Performance included actionable insight into athlete activity, including celebratory metrics, ‘Celebrate,’ and metrics that were cause for concern, ‘Check In.’ Celebratory actions included things like personal records, goals met, or compliance streaks. Check in’s indicated metrics in need of intervention, like low readiness scores, or missed sessions. With each athlete surfaced, we provided a call to action messaging and calendar buttons.

A/B USER TESTING

We conducted A/B testing with 5 current users. The users were selected based on a range of personas, including tactical coach, general population coach, youth/sport coach, and competitive athlete coach. We used a scripted interview, beginning with generalized questions to better understand each coaches individual process and JTBD. Each interview was roughly 1 hour, conducted remotely over screen share and recorded. We used Calendly to schedule interviews, and JoinMe and Zoom for screen sharing and recording.

SYNTHESIZING FINDINGS

From the culmination of feedback from all 5 users, we identified some common themes:

  • Request for navigating between an athlete-specific dash vs general dash

  • Need for “Red Flags,” to call out metrics that need attention

  • Request for color-codes to quickly indicate urgency (found elsewhere in the platform)
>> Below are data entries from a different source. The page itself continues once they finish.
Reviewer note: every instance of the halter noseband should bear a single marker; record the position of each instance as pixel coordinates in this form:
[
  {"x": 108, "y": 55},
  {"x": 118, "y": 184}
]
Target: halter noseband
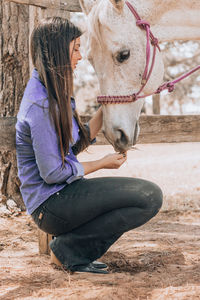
[{"x": 147, "y": 71}]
  • Compliance and readiness ranked as important metrics throughout

  • Key benchmarks might vary by athlete

  • Ability to view feedback over time, versus just daily

  • Current process involves viewing athlete’s 1:1 calendar for training feedback

  • Current use of Excel to create graphs and synthesize training feedback

  • Need to share progress with athletes or stakeholders (with visual representation)

  • Managing financials is NOT a current pain point

  • Version A resonated with team coaches, and version B resonated with 1:1 coaches;

The findings from user testing validated many of our initial assumptions, however we were surprised to find that for these particular coaches, integrated billing and overall business metrics were NOT important.

Overall, 2/5 users preferred version A, while 3/5 users preferred version B. These preferences were largely based on the athlete versus team-centric differentiators between both versions. While we were aware of this distinction between both versions, we did not initially anticipate how polarizing that would prove.

 My Role

I was responsible for:

  • Documenting and curating initial feedback from user interviews and onboardings to surface to our Product Team

  • Sourcing and scheduling interview across different coach personas (5 users)

    • Including proving contextual information and requesting permissions prior to the interview as well as following up after the interview

  • Creating the Version A wireframe in Sketch

    • Version B was created by our lead designer, Kelli Fox

  • Facilitating interviews with 5 coaches alongside our lead designer and moderator, including note-taking, technical support, as well as questioning

  • Synthesizing findings from interviews and documenting findings to share with stakeholders

TOOLS

Sketch, InVision, Join.me.

 

Retro

While we discovered that users found the same metrics important, like compliance and low programming, we realized that we were trying to serve 2 different user types on top of each persona:

  1. Coaches who primarily focus on team or group coaching

  2. Coaches who identify as personal trainers, who focus primarily on individual athletes

At the time of our research, we were ultimately trying to serve too broad of a user base, and have since redirected our focus to commercial coaches coaching in a group-specific setting. Since defining our new personas (which exclude tactical and academic coaches), we’ve introduced KPIs, like new trials and sales into the dashboard.

While our interview findings lead to the insight that coaches were fairly neutral toward business metrics, we ultimately felt that this was an area of opportunity for a our future target market, commercial coaches, and included business metrics in future iterations.